- Interactive map of Akhori Dam
- Country: Pakistan
- Location: Akhori, Attock district, Punjab
- Coordinates: 33°42′23″N 72°26′34″E﻿ / ﻿33.70639°N 72.44278°E
- Purpose: Power, water storage
- Status: Proposed
- Construction cost: $1.6 Billion Est.
- Operator: Wapda

Dam and spillways
- Impounds: Haro River
- Height: 122 m
- Length: 5.16 km

Reservoir
- Creates: Akhori reservoir
- Total capacity: 9.4 km^{3}

Power Station
- Installed capacity: 600 MW
- Annual generation: 2,155 GWh
- Website AKHORI DAM

= Akhori Dam =

The Akhori Dam project is a proposed multipurpose dam in Pakistan, about 60 km west of Islamabad. Developed by Pakistani Water and Power Development Authority (WAPDA) as part of its Water Vision 2025, it has been proposed by the former Pakistan Muslim League (Q)'s Government.
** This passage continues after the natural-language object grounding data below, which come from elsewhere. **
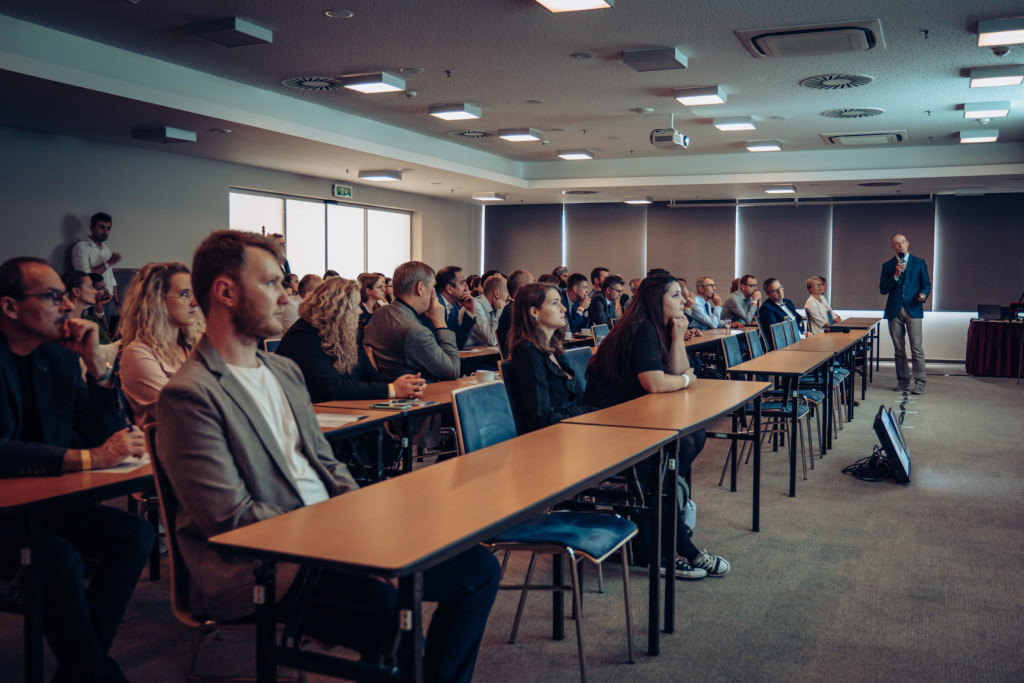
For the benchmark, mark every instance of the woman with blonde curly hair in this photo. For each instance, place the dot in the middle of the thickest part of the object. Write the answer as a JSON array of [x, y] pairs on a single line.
[[327, 344], [160, 324]]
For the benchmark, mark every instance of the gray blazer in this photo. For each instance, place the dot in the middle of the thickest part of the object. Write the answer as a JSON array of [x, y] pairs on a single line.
[[227, 469], [402, 345]]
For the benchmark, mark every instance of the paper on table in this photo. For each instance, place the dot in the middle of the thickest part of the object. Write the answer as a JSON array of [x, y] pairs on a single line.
[[335, 420]]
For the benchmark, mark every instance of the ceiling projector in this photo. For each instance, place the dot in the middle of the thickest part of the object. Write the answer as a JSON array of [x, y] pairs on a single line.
[[669, 139]]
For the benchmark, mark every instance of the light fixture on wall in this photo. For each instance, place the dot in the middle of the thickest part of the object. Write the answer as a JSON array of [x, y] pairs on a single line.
[[1000, 32], [986, 110], [576, 155], [520, 134], [380, 176], [734, 123], [696, 96], [986, 135], [987, 77], [457, 112], [376, 82], [574, 5], [764, 145]]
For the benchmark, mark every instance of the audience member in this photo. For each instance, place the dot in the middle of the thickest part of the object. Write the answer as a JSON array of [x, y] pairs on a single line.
[[402, 342], [645, 353], [160, 325], [327, 344], [227, 473], [53, 421]]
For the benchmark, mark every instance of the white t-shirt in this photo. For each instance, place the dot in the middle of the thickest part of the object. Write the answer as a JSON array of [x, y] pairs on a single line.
[[273, 407]]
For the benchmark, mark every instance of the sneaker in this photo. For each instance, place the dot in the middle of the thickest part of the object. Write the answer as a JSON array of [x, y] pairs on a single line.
[[685, 570], [712, 564]]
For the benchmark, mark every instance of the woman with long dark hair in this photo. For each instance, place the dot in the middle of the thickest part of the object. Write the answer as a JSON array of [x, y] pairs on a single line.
[[541, 385], [645, 353]]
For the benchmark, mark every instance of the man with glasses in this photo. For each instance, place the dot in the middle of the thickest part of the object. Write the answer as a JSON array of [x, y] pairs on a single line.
[[53, 421], [707, 311], [742, 305]]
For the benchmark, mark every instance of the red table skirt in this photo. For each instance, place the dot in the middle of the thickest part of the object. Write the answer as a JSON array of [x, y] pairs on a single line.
[[993, 348]]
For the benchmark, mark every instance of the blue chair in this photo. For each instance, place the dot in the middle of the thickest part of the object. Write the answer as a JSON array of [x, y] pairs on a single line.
[[482, 418]]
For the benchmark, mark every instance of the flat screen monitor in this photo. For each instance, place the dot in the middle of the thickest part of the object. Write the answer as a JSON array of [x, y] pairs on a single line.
[[891, 438]]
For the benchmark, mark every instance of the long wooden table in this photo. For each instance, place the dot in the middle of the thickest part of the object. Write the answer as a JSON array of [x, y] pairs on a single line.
[[469, 500], [30, 499]]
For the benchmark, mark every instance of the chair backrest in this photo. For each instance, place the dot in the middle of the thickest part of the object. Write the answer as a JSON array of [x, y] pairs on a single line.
[[577, 358], [754, 343], [180, 604], [778, 337], [482, 416], [731, 351]]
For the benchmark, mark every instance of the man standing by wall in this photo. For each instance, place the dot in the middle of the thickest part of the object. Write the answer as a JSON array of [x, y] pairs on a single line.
[[904, 281]]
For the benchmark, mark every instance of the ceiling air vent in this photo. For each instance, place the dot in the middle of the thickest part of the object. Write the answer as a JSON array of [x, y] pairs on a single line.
[[813, 40], [855, 113], [836, 81], [854, 139]]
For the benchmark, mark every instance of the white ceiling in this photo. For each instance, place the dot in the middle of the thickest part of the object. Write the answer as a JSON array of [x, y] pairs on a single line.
[[95, 69]]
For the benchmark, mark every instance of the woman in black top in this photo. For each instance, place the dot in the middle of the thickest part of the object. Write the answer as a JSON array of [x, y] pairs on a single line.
[[543, 388], [645, 353], [328, 346]]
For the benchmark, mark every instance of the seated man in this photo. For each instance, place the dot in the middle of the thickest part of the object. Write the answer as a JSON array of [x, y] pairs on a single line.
[[742, 305], [402, 342], [241, 443], [458, 302], [53, 421], [604, 304]]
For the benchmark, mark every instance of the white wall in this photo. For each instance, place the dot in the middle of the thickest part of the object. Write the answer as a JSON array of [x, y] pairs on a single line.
[[164, 204]]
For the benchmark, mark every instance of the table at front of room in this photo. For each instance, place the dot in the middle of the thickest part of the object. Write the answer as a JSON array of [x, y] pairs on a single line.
[[502, 485], [30, 499], [788, 367], [993, 348]]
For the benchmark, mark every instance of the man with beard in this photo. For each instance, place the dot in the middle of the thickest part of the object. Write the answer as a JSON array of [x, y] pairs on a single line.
[[240, 441]]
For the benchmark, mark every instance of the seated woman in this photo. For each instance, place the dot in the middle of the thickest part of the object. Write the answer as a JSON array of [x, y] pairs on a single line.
[[644, 353], [160, 324], [541, 385], [328, 346]]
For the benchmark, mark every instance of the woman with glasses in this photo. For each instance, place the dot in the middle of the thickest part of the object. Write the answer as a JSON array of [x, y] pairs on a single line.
[[160, 324], [645, 353]]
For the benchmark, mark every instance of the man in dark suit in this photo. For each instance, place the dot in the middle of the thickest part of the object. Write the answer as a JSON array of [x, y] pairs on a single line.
[[904, 281], [53, 421], [776, 308]]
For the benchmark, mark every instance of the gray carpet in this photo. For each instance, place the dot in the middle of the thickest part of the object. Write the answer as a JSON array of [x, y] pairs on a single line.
[[850, 581]]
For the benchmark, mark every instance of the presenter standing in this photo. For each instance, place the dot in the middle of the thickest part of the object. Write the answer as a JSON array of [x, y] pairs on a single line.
[[904, 281]]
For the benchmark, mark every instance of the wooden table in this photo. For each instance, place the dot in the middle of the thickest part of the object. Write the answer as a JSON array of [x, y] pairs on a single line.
[[30, 499], [469, 499], [790, 367]]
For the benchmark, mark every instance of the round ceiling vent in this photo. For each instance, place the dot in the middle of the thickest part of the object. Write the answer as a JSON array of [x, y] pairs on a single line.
[[472, 134], [312, 83], [854, 113], [836, 81]]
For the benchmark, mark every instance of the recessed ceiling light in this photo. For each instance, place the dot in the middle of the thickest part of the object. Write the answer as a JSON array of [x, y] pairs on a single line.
[[988, 135], [455, 112], [380, 176], [996, 76], [372, 83], [1000, 32], [734, 123], [696, 96], [576, 155], [520, 134], [986, 110]]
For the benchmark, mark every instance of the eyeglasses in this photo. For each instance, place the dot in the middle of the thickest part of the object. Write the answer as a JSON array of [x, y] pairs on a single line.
[[55, 297]]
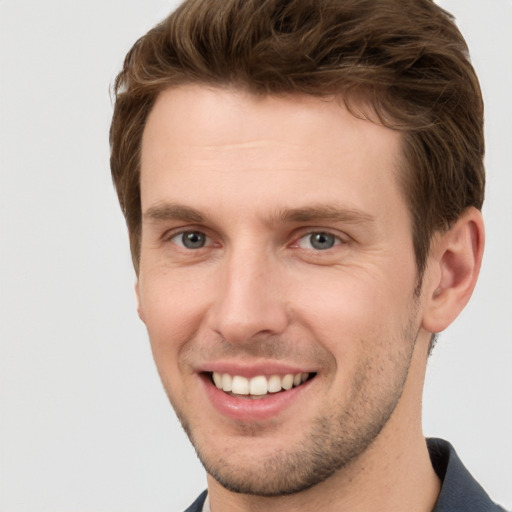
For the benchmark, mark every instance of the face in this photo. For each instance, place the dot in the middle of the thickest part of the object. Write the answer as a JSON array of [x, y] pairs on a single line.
[[277, 280]]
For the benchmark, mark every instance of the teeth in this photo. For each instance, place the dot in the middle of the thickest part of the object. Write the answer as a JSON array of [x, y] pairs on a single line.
[[259, 385]]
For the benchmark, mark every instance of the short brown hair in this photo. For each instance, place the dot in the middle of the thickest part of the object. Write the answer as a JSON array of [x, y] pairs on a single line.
[[406, 58]]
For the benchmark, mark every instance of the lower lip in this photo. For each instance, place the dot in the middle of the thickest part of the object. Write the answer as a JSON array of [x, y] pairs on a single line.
[[249, 409]]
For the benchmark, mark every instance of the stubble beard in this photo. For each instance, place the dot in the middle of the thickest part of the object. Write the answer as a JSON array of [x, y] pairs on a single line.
[[333, 441]]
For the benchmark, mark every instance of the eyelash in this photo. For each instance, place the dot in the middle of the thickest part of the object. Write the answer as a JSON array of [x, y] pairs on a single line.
[[336, 239]]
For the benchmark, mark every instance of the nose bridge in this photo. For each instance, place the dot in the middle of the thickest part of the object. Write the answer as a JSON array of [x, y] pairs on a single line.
[[250, 299]]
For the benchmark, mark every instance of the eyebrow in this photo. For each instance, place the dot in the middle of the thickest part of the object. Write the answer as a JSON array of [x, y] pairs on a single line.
[[324, 212], [172, 211], [314, 213]]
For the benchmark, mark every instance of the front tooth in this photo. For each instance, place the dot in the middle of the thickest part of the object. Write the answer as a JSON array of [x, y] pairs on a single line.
[[240, 385], [217, 379], [287, 382], [274, 384], [227, 382], [258, 385]]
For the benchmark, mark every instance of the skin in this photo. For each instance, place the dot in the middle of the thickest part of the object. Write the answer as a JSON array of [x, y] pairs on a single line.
[[256, 177]]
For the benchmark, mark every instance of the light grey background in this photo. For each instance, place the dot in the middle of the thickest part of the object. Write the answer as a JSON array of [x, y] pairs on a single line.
[[84, 423]]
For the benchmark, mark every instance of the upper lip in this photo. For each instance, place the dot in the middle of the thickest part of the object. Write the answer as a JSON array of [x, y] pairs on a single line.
[[249, 370]]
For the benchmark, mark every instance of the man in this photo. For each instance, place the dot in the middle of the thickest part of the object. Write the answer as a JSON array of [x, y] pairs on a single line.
[[302, 183]]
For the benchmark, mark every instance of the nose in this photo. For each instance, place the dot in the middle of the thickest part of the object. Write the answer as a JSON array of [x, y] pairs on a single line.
[[250, 299]]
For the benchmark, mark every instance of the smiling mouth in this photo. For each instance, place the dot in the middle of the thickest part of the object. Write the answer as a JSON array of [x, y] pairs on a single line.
[[259, 386]]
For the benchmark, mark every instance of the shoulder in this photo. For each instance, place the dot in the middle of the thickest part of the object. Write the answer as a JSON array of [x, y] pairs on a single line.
[[460, 492], [197, 506]]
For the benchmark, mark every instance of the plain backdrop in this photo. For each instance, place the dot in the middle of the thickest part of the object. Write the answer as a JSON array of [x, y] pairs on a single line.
[[84, 423]]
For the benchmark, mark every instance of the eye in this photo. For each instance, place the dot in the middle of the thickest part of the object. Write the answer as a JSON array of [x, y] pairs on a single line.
[[320, 241], [190, 239]]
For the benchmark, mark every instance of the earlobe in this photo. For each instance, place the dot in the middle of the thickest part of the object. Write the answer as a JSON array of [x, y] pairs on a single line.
[[453, 268], [139, 306]]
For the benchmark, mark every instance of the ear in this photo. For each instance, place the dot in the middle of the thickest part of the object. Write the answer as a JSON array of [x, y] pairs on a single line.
[[454, 263], [137, 296]]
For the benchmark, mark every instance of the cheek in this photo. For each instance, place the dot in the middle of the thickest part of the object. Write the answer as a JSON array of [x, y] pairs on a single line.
[[171, 309], [349, 312]]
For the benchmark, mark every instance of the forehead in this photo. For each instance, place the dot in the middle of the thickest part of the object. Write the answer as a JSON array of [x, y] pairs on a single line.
[[293, 149]]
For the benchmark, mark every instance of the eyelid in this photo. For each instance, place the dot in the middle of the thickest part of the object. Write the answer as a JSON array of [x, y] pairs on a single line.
[[171, 234], [341, 238]]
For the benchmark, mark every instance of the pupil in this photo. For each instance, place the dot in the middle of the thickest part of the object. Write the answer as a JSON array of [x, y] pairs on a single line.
[[322, 241], [193, 240]]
The dam will be able to store about 8.6 billion cubic metres of water that is split filling the Tarbela reservoir during the monsoon season. It will also host a 600 MW hydropower plant, expected to generate an estimated 2,155 GWh/year.

==Controversy==
The local people of this area may be opposed to the proposal because they are small land holder agriculturalists, but the government continues to press on. Government officials claim locals though are willing to give up their land for the better of the nation. With the construction of the dam, as many as 49,320 persons would be displaced and the government would have to bear an environmental and resettlement cost of $0.3 billion. More than thirty villages including Daurdad, Akhori, Humak, Boota, Jabbi Shareef, and Bathou would be inundated.